“Don’t you know I want to be here for you?” He says the words softly but with so much sincerity that I don’t doubt him. I know he’s the guy who wouldn’t lie to me. Maybe the only guy who wouldn’t lie to me.
“I made so many mistakes.” I don’t tell him what they are, hoping he’ll know. Starting with picking his brother that first night.
He nods like he understands, and we fall back into silence.
“Can I ask you something?” His strained voice breaks the quiet surrounding us. I brace myself for his question, knowing what’s about to come.
“OK.”
“That night we met,” he starts and stops.
I turn to look at him, his profile so perfectly silhouetted by the night sky behind him. His jaw is clenched and his eyes are narrowed as he stares straight ahead.
“Yes?” I give him permission to continue.
“Why did you choose to stay with Robby?” There, it’s out there. The big, pink, sparkly elephant in the room is finally being addressed. “I mean, I get it, you guys were there to meet, but I thought, maybe incorrectly, that we had a spark, you know, before he turned up.”
His vulnerability in admitting this urges me to give it back to him. “We did,” I assure him, earning another hand squeeze. “From my end, the sparks were sizzling. I was 100 per cent sure you were there to meet me. That you were my match.”

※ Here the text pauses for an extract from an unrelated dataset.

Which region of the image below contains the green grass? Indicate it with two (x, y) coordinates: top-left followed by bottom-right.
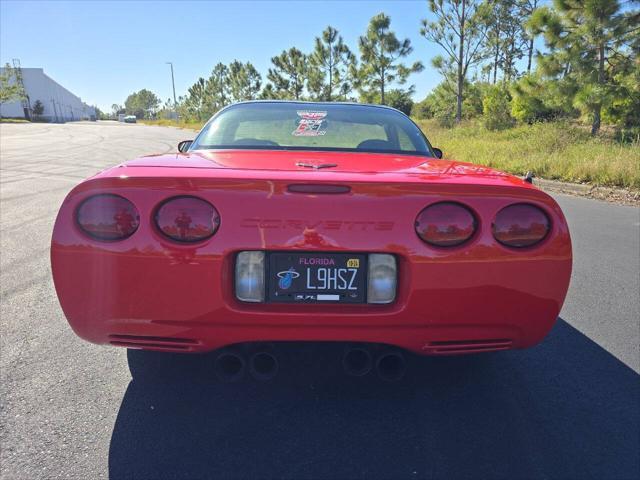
(418, 120), (640, 189)
(140, 116), (640, 190)
(138, 118), (206, 131)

He turns to face me and our eyes lock.OK, maybe he doesn’t always need to wear his glasses. Unfettered access to his green gaze has my heart ping-ponging around in my chest.
“So, what happened?”
I shrug, embarrassed by my choice that night. “Robby turned up, and I got…confused?”

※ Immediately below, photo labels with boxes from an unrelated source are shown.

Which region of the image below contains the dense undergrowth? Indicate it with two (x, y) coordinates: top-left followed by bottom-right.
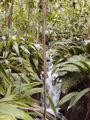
(0, 0), (90, 120)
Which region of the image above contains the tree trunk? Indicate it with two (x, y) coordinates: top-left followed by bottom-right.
(3, 0), (9, 59)
(8, 0), (15, 28)
(42, 0), (47, 120)
(85, 82), (90, 120)
(26, 0), (31, 33)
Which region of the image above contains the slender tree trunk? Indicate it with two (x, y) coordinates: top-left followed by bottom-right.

“Confused?” he repeats my word back to me, slowly.
“I thought, incorrectly it turns out, that I had to trust the algorithm. That the people from the LIB app had picked the perfect guy for me, and that guy was Robby.”
Jake snorts, and I let out a giggle.Boy, was that algorithm wrong.

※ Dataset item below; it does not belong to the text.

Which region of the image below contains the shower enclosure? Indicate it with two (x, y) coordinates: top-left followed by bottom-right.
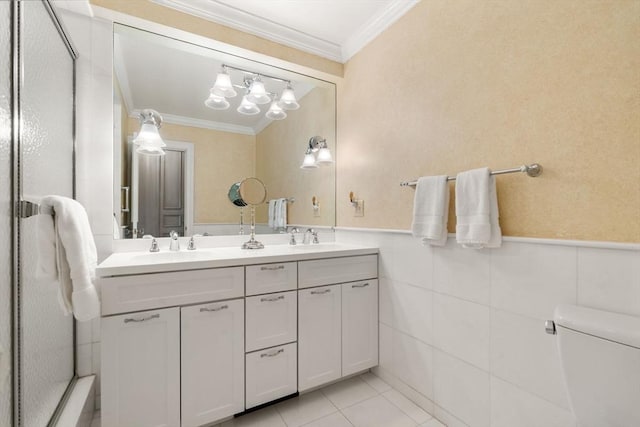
(0, 0), (76, 427)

“And then Robby said something about you…and I guess I got triggered?”
He looks so alarmed that I scoot in closer to him, linking my arm through his.
“What did he say?”
“He told me you were a workaholic, that you were married to your job, that he was surprised to see you out when all you dois work, work, work. And given my experience with my dad, this had all my alarm bells ringing. Dousing all those lovely sparks.”
Jake digests this information and I wait. Thinking back again to that night, to that snap decision that I’ve forced myself to live with ever since.
“That’s all it took? For you to choose Robby?”
I shake my head. “That’s all it took in that moment, but I can’t deny that I liked your brother. Really liked him, enough to date him for six months. I also can’t deny that I was—am—pretty messed up and believed that the type of relationship I had with Robby was normal. Was what I deserved.”
His already clenched jaw hardens further and I ache for the pain I feel I’m causing him. But if we’re ever going to be anything, he needs to know the truth.
“Robby was who I thought I should be with; he fit my type exactly. He appeared to be fun-loving, spontaneous, a dreamer. And it’s what I told myself I wanted. It turns out I’ve been choosing men who were the complete opposite of my dad.” I stop and let out a small laugh. “It should have been obvious to me how I picked these types of men, but apparently I enjoyed having my head deeply buried in the sand.”
“We all have issues from our past that shape the way we behave as adults,” he says, excusing my behaviour. And I love him for trying.
“It’s not just that. I was choosing men the opposite of my dad, true, but I was also dating men who I knew deep down I could never love, so that I’d never be truly hurt when they would inevitably leave me. Turns out I probably need some therapy.”
“We could all benefit from therapy,” he says, again chiming in with the most perfect comment.
“I think all of this played a part in why…” I trail off, not wanting to say more because it will reveal too much, anxiety at the rawness of this moment swirling through me.
“Why?” he probes, not letting me off the hook this time.